Ces techniques, souvent présentées comme une nouvelle génération d’OGM, permettent de modifier l’ADN des plantes de façon ciblée, sans forcément introduire de gène étranger.
Concrètement, les NTG consistent à “éditer” le génome : Il s’agit de modifier un des gènes existants ou de reproduire des mutations qui pourraient apparaître naturellement mais de manière beaucoup plus rapide. Ces techniques sont notamment utilisées pour développer des variétés supposées plus résistantes (sécheresse, maladies, etc.). Elles se distinguent des OGM classiques mais posent néanmoins des questions similaires en matière de traçabilité, d’impact agronomique et de modèle agricole.
Le projet de règlement européen pourrait faire évoluer en profondeur le cadre actuel. L’un des principaux changements concerne la traçabilité et l’étiquetage : certaines plantes issues de NTG pourraient être mises sur le marché sans identification claire, ni suivi tout au long de la chaîne.
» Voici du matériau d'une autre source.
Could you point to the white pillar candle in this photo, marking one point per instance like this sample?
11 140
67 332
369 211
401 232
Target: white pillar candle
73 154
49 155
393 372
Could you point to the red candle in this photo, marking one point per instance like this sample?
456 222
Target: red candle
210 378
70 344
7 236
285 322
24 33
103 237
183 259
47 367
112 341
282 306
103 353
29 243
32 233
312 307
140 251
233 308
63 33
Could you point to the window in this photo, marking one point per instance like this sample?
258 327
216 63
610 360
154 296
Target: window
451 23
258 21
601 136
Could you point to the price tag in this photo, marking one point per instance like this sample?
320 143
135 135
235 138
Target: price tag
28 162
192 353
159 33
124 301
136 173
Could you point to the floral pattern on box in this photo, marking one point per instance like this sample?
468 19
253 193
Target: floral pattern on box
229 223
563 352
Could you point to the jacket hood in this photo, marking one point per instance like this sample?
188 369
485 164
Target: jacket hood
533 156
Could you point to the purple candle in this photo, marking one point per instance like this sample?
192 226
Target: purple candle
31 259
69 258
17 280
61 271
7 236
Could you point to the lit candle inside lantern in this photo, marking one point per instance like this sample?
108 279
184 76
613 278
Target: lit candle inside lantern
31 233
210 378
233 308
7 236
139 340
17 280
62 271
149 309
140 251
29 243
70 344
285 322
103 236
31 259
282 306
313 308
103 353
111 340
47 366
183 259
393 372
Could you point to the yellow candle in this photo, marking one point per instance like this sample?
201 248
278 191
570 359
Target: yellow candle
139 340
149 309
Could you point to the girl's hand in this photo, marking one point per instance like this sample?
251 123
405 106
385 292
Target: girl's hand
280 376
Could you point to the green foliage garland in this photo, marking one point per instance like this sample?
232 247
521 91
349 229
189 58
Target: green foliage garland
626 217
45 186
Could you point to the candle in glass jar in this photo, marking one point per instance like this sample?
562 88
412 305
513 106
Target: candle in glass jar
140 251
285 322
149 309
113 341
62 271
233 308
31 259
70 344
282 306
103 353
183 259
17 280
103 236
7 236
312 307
Pour les agriculteurs, cela soulève une question : comment garantir des productions sans OGM si leur présence devient plus difficile à identifier ?
Les enjeux économiques sont également importants. Le développement de ces nouvelles variétés est aujourd’hui largement porté par de grandes entreprises, avec un recours accru aux brevets. Cela pourrait se traduire par une hausse du coût des semences, une réduction du choix variétal et davantage d’incertitudes pour les semenciers indépendants.
Le secteur biologique est particulièrement concerné. Même si les NTG resteraient interdites en bio, l’absence de traçabilité complète compliquerait le respect du cahier des charges, avec des démarches supplémentaires et un risque élevé de contamination.
La question de la confiance des consommateurs est également en jeu.
Le texte doit encore être examiné par le Parlement européen, avec un vote prévu le 18 mai prochain. D’ici là, les agriculteurs peuvent encore faire entendre leur point de vue.